如何让python解释器正确处理字符串操作中的非ASCII字符? [英] How to make the python interpreter correctly handle non-ASCII characters in string operations?

查看:39
本文介绍了如何让python解释器正确处理字符串操作中的非ASCII字符?的处理方法,对大家解决问题具有一定的参考价值,需要的朋友们下面随着小编来一起学习吧!

问题描述

我有一个看起来像这样的字符串:

I have a string that looks like so:

6 918 417 712

修剪这个字符串的明确方法(按照我对 Python 的理解)只是说字符串在一个名为 s 的变量中,我们得到:

The clear cut way to trim this string (as I understand Python) is simply to say the string is in a variable called s, we get:

s.replace('Â ', '')

这应该可以解决问题.但当然它会抱怨文件 blabla.py 中的非 ASCII 字符 '\xc2' 未编码.

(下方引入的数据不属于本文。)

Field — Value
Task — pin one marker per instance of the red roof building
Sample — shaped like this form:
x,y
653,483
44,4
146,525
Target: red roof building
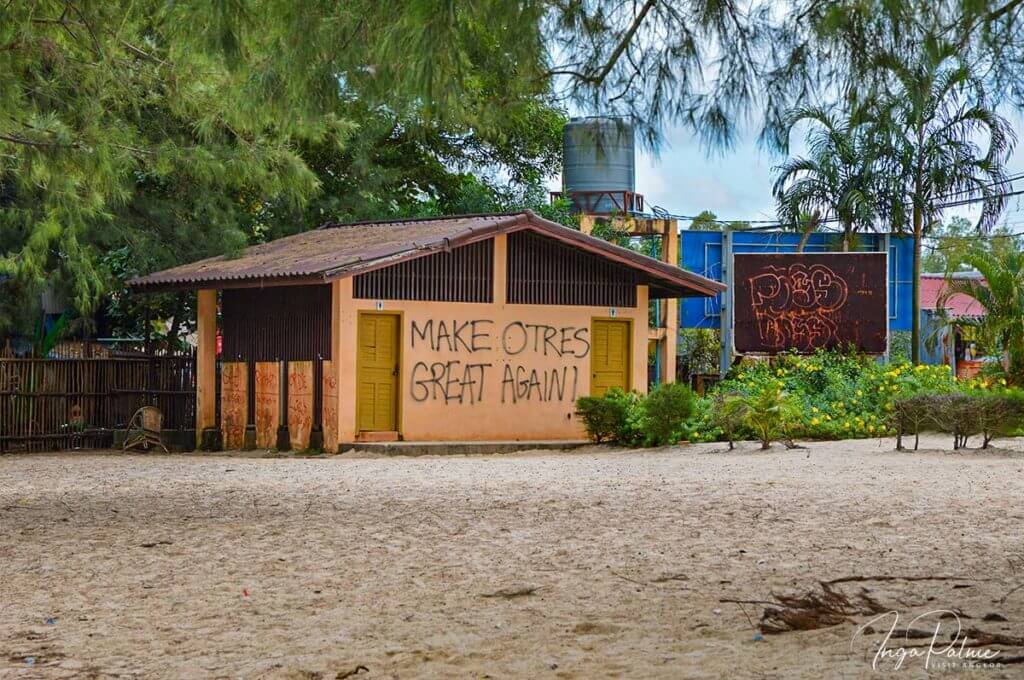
x,y
934,285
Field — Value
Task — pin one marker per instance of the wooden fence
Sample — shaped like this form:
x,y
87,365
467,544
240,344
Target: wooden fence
x,y
56,404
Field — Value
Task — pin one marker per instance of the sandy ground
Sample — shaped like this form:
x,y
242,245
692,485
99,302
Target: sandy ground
x,y
219,566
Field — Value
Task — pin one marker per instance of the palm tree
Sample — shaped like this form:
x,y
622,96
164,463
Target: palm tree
x,y
935,119
836,180
1000,292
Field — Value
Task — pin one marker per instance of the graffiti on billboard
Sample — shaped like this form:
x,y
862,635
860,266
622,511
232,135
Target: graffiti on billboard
x,y
805,302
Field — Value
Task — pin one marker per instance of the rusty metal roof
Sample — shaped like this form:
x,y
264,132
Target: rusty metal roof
x,y
336,251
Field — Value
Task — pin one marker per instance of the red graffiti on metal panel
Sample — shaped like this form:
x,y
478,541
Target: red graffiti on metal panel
x,y
797,306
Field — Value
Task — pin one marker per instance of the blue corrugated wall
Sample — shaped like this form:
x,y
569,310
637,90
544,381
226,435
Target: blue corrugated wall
x,y
701,253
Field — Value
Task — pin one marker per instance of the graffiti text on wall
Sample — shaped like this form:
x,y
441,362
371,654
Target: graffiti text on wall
x,y
797,306
462,381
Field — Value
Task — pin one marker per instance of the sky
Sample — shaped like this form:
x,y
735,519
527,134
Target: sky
x,y
735,184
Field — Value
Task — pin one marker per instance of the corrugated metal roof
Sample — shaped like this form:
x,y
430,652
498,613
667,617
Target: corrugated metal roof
x,y
933,287
336,251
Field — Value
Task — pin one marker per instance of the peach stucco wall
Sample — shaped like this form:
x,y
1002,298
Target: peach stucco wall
x,y
483,372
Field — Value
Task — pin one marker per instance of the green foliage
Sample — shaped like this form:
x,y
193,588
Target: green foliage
x,y
839,395
174,131
899,346
1000,292
769,414
698,349
706,221
839,177
962,414
614,417
950,239
666,410
729,414
601,417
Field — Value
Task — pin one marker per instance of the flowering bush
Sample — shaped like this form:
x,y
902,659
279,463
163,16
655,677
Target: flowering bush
x,y
841,396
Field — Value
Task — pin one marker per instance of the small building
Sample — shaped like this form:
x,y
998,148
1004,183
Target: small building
x,y
943,338
468,328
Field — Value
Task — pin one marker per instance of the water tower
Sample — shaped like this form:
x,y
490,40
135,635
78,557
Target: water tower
x,y
599,166
599,177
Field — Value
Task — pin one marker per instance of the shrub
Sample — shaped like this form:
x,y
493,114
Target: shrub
x,y
769,414
729,415
912,415
962,414
613,417
665,411
601,417
842,395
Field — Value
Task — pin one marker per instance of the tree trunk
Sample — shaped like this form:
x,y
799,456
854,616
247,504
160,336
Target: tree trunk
x,y
811,225
919,232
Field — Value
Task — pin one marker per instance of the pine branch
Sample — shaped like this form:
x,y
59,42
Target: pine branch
x,y
996,14
598,78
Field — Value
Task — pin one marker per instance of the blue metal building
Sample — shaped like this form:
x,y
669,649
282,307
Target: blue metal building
x,y
701,252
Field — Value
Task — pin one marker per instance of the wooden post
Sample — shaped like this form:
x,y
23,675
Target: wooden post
x,y
207,434
587,222
501,268
670,254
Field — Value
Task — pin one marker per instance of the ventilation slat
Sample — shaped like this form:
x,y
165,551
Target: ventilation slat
x,y
542,270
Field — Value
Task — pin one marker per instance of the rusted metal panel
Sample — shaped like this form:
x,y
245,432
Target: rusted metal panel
x,y
330,410
291,324
233,402
267,404
300,404
809,301
543,270
463,274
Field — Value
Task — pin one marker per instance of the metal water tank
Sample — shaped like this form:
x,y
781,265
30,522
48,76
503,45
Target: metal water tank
x,y
599,164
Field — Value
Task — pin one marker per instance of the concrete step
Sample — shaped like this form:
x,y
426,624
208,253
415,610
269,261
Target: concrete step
x,y
460,448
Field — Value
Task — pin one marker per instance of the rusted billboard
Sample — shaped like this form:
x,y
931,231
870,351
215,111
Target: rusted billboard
x,y
807,301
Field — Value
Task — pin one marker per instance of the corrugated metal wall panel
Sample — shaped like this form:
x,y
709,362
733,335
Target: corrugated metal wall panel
x,y
276,324
542,270
463,274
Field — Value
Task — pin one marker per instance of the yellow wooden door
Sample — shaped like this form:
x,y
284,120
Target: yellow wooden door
x,y
377,372
610,355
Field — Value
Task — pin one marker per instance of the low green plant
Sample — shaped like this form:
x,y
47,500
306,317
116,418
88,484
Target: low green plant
x,y
614,417
770,413
989,414
666,410
601,418
999,415
729,414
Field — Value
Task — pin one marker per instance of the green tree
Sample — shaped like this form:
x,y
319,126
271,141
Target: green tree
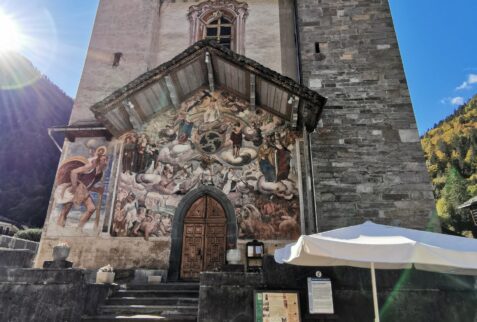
x,y
453,194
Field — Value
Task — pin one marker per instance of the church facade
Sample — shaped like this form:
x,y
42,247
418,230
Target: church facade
x,y
202,125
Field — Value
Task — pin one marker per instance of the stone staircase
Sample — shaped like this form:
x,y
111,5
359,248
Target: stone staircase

That should do the trick. But of course it complains that the non-ASCII character '\xc2' in file blabla.py is not encoded.

我一直不太明白如何在不同的编码之间切换.

I never quite could understand how to switch between different encodings.

这是代码,它确实和上面的一样,但现在是在上下文中.该文件在记事本中保存为 UTF-8,并具有以下标题:

Here's the code, it really is just the same as above, but now it's in context. The file is saved as UTF-8 in notepad and has the following header:

#!/usr/bin/python2.4
# -*- coding: utf-8 -*-

代码:

f = urllib.urlopen(url)

soup = BeautifulSoup(f)

s = soup.find('div', {'id':'main_count'})

#making a print 's' here goes well. it shows 6Â 918Â 417Â 712

s.replace('Â ','')

save_main_count(s)

它只不过是 s.replace...

推荐答案

Python 2 使用 ascii 作为源文件的默认编码,这意味着您必须在文件顶部指定另一种编码才能在文字中使用非 ascii unicode 字符.Python 3 使用 utf-8 作为源文件的默认编码,所以这不是什么问题.

Python 2 uses ascii as the default encoding for source files, which means you must specify another encoding at the top of the file to use non-ascii unicode characters in literals. Python 3 uses utf-8 as the default encoding for source files, so this is less of an issue.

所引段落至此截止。